Sono entrati per ultimi, tra gli applausi. Poi la curva Sud ha intonato il loro nome. Il ritorno dei Fedayn allo stadio Olimpico, dopo il furto degli striscioni, bruciati sabato a Belgrado, è da brividi. E mette a tacere anche le tante voci incontrollate che nelle ultime settimane si erano intensificate sul principale gruppo della curva Sud. Nessuna guerra. Nessuna resa dei conti fra ultras giallorossi. Per ora solo solidarietà e rispetto per chi ha fatto la storia del tifo giallorosso.
I Fedayn hanno lasciato scoperta la loro postazione fino all’ultimo. Hanno aspettato che la curva si riempisse, poi sono entrati intorno alle 20 e 30 mentre lo stadio cantava l’inno di Marco Conidi, Mai sola Mai. Si sono ripresi i loro posti, per la prima volta senza le tradizionali bandiere del gruppo. Pochi i cori intonati dalla Sud, quasi tutti nel secondo tempo. Una dimostrazione, anche questa, di vicinanza al gruppo, che per la prima volta metteva piede allo stadio Olimpico dopo l’agguato paramilitare dello scorso 4 febbraio di piazza Mancini, in cui gli ultras della Stella Rossa di Belgrado avevano rubato il borsone con gli striscioni.
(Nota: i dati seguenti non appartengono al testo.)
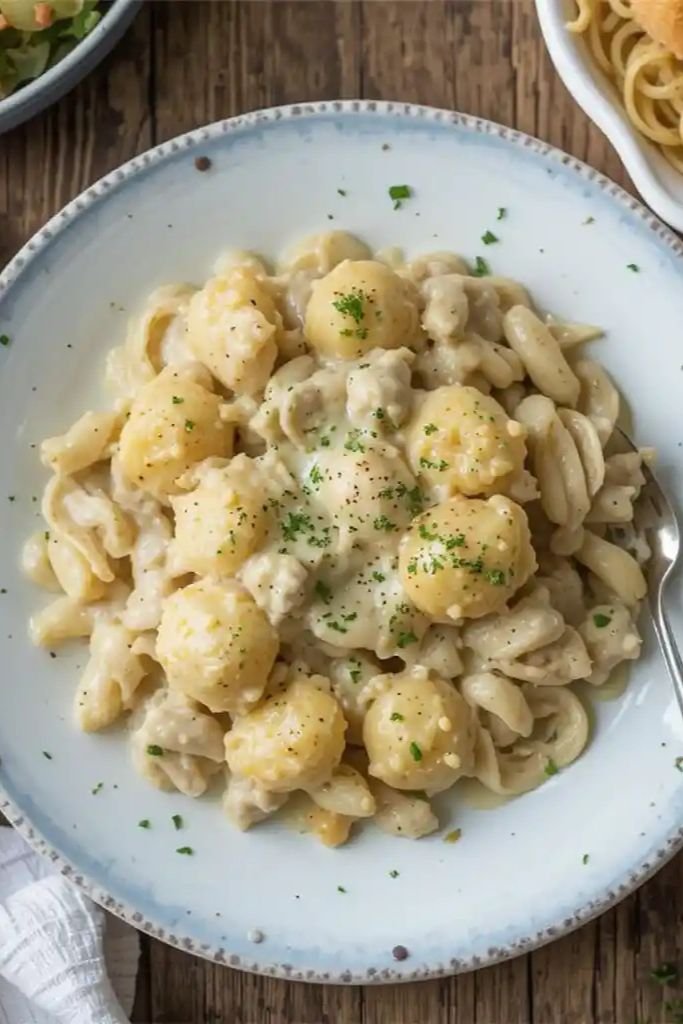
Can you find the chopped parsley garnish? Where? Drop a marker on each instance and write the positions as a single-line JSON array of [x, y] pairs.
[[295, 523], [398, 193], [481, 268], [415, 501], [404, 639], [353, 440], [323, 591], [337, 627], [496, 577], [428, 464], [666, 974], [351, 304]]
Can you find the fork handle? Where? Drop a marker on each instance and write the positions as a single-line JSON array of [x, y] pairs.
[[668, 644]]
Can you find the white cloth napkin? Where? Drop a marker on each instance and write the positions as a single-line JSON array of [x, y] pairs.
[[52, 967]]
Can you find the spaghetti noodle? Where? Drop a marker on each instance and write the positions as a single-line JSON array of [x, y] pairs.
[[647, 75]]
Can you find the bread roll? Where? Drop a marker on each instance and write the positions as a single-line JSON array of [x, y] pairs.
[[663, 19]]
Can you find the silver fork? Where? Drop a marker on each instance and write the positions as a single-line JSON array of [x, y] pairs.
[[655, 516]]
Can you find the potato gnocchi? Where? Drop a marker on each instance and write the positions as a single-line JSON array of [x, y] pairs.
[[349, 535]]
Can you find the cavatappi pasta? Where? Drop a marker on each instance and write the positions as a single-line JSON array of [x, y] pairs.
[[647, 73], [347, 537]]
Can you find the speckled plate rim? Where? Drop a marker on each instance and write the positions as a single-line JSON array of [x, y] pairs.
[[194, 140]]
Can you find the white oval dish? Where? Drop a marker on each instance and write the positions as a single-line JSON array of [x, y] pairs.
[[517, 877], [658, 183], [52, 84]]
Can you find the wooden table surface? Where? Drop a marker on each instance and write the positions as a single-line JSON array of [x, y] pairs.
[[184, 64]]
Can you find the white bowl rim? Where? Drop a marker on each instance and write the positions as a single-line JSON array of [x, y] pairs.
[[635, 152], [28, 94], [194, 140]]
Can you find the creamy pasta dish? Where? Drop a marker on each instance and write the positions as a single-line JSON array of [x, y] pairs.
[[348, 535]]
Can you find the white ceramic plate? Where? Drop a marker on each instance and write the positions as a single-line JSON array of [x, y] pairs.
[[516, 879], [659, 184], [47, 88]]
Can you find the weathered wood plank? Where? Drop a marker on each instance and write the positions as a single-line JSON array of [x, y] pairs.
[[183, 65]]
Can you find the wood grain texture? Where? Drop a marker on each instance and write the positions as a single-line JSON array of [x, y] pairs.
[[184, 64]]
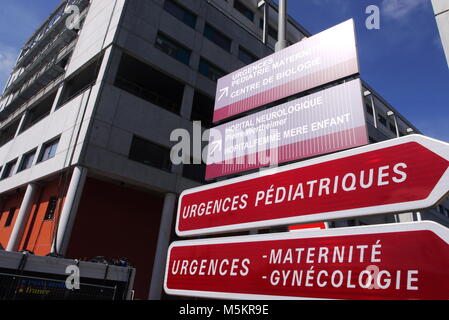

Tante erano preoccupazioni prima della partita contro il Verona. Il questore, con un’ordinanza, aveva disposto di intensificare i controlli allo stadio Olimpico temendo possibili disordini. Tutto però è filato liscio. Da due settimane la vicenda degli striscioni dei Fedayn, rubati e poi bruciati dagli ultras della Stella Rossa Belgrado, tiene appesa un’intera tifoseria. Nessuna tensione interna, insomma. Nemmeno con i militanti del gruppo Roma, un tempo espressione diretta di CasaPound, gli unici ad accennare un timido tifo durante il primo tempo. Ad oggi, quella di presunte vendette all’interno della curva Sud per la mancata solidarietà espressa da alcuni gruppi si è rivelata una voce non fondata.